In the second phase of the research a test excavation in Bawa Yawan Rockshelter in the Kermanshah Region was conducted. Two seasons of excavation in this site resulted into:

  1. a) the discovery of a sequence of three archaeological techno-complexes namely MP, UP and Epipalaeolithic imbedded in six geological horizons (GH),
    b) the recovery of a Neanderthal tooth,
    c) revealing a transitional layer with MP and UP lithic artefacts,
    d) a few charcoal samples around the tooth in GH5 were dated between 40 to 45 kya, indicating a late Neanderthal occupation in the area. These preliminary results in Bawa Yawan show its high potential for further research in respect of Neanderthal’s fate and replacement process by AMH population in one of the key areas in Western Asia. The proposed project will use multidisciplinary approaches including modern excavation methods, ultrafiltration AMS radiocarbon dating, U-series and OSL, site formation processes, intra-site spatial analyses, analysis of lithic artefacts and faunal.

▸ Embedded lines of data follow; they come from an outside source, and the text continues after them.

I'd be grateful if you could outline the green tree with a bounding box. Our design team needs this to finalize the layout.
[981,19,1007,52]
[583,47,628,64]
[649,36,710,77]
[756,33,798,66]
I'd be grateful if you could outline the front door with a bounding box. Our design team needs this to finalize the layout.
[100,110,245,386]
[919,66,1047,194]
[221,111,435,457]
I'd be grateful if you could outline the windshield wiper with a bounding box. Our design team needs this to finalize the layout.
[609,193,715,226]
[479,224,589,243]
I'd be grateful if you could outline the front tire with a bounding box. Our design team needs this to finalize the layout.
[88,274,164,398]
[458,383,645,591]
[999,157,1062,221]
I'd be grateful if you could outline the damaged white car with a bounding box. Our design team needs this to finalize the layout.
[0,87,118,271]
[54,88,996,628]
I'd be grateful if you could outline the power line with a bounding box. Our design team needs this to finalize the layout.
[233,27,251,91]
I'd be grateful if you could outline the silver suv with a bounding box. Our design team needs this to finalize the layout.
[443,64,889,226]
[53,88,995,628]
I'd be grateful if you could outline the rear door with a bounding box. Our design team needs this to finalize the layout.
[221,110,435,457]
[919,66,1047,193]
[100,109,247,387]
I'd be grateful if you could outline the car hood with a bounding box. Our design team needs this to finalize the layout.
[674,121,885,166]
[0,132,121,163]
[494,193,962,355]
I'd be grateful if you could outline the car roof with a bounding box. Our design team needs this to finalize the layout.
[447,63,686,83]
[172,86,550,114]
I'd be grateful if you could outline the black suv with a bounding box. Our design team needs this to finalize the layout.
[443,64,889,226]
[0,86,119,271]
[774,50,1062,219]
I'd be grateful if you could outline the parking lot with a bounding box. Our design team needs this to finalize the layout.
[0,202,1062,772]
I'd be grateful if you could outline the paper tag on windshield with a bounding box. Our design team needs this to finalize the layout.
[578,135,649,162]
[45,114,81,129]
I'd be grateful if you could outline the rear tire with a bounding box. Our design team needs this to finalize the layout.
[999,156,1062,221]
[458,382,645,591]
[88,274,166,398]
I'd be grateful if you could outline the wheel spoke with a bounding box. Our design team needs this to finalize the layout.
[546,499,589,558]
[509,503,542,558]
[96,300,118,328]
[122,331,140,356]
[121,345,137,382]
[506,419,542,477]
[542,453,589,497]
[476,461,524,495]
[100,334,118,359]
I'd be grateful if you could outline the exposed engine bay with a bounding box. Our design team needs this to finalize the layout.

These disciplines are necessary to answer the following questions:

  • How is the chronological sequence of the archaeological deposits in Bawa Yawan?
  • Is the presence of MP and UP lithic artefacts in GH2 the result of using the site by two different hominin groups simultaneously or in different seasons by different populations?
  • Do the GHs in Bawa Yawan fit into the continental climatic change model based on the world-wide records or was the study area affected by local climatic condition? 
  • Is the Neanderthal tooth a single find or are there more hominin skeletal remains awaiting to be discovered in an extended excavation?